La facilité avec laquelle la France a fait mieux que fermer les yeux devant la violation de l’ordre constitutionnel au Tchad est un message fort envoyé à la classe politique camerounaise.
C’est depuis le 20 avril 2021 que le monde entier a appris avec surprise le décès du Président du Tchad, le Maréchal Idriss Deby Itno, décédé selon un communiqué de l’armée tchadienne, lors d’un accrochage avec les rebelles du Front pour l’Alternance et la Concorde au Tchad (Fact). Par la suite les choses sont allées très vite. Trop vite.
La radio nationale a annoncé immédiatement la mise en place d’un Comité Militaire de Transition présidé par le fils du défunt, le Général Mahamat Idriss Deby, âgé de 37 ans, lequel a immédiatement dissout la Constitution, le Parlement, le Gouvernement et tout ce qui rappelait l’ordre constitutionnel.
Le lendemain, il rendait public la charte de la transition qui donnait les pleins pouvoirs au fils du Président sortant, laissant ainsi les observateurs dans l’expectative devant cette violation de l’ordre constitutionnel qui ailleurs aurait suscité un tollé de protestation quasi unanime.
Ce même jour, un communiqué de la Présidence du Cameroun félicitait le nouveau pouvoir installé à Ndjamena en foulant aux pieds l’ordre constitutionnel.

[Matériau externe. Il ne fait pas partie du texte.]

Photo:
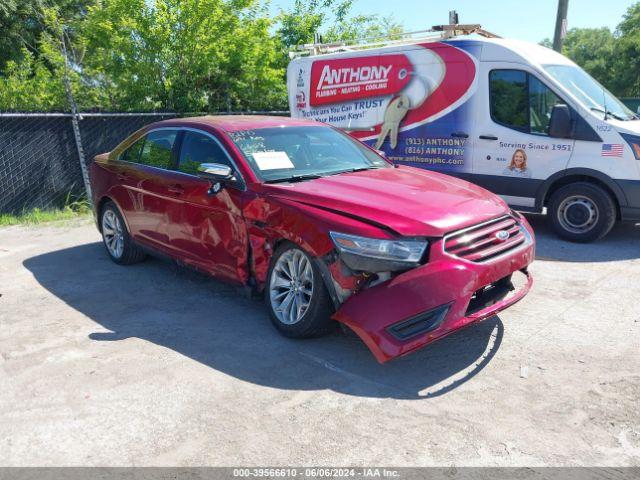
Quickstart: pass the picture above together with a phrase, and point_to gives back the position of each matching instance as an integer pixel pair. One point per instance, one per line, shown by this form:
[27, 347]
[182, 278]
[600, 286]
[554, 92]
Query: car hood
[410, 201]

Une réaction de la présidence du puissant voisin économique faisant écho à un communiqué de la Présidence de la France. « Le Tchad perd un grand soldat et un président qui a œuvré sans relâche pour la sécurité du pays et la stabilité de la région durant trois décennies » a déclaré la présidence française dans un communiqué. Et L’Élysée de poursuivre : « La France prend acte de l’annonce par les autorités tchadiennes de la mise en place d’un conseil militaire de transition, organe chargé de conduire une transition politique d’une durée limitée (…) »Prise d’acte de l’annonce par les autorités tchadiennes de la mise en place d’un Conseil militaire de transition ? On ne pouvait pas dire mieux sur le plan diplomatique pour donner un blanc-seing aux autorités putschistes qui se sont installées par la force des circonstances à la tête du Tchad.
En réalité, la France a fait mieux que fermer les yeux devant la violation de l’ordre constitutionnel au Tchad. Si on doutait que la position de Yaoundé était dictée par Paris, la présence du chef d’Etat français lors des obsèques du Maréchal Idriss Deby Itno est une preuve de ce que la France n’entendait pas laisser planer le moindre doute sur son soutien aux nouvelles autorités tchadiennes.
En toute logique, il est venu avec dans ses bagages une douzaine de chefs d’Etat des pays africains avec qui la France entretient des « relations privilégiées ». C’est tout dire !INTERETS DE LA FRANCEPour les observateurs, l’activisme de la France contraste un tout petit peu avec le silence de ses partenaires Occidentaux, donnant à penser que la diplomatie française avait fait le boulot de déminage en amont pour « négocier la neutralité » de ces puissances souvent promptes à décrier les coups de force comme mode d’alternance au pouvoir.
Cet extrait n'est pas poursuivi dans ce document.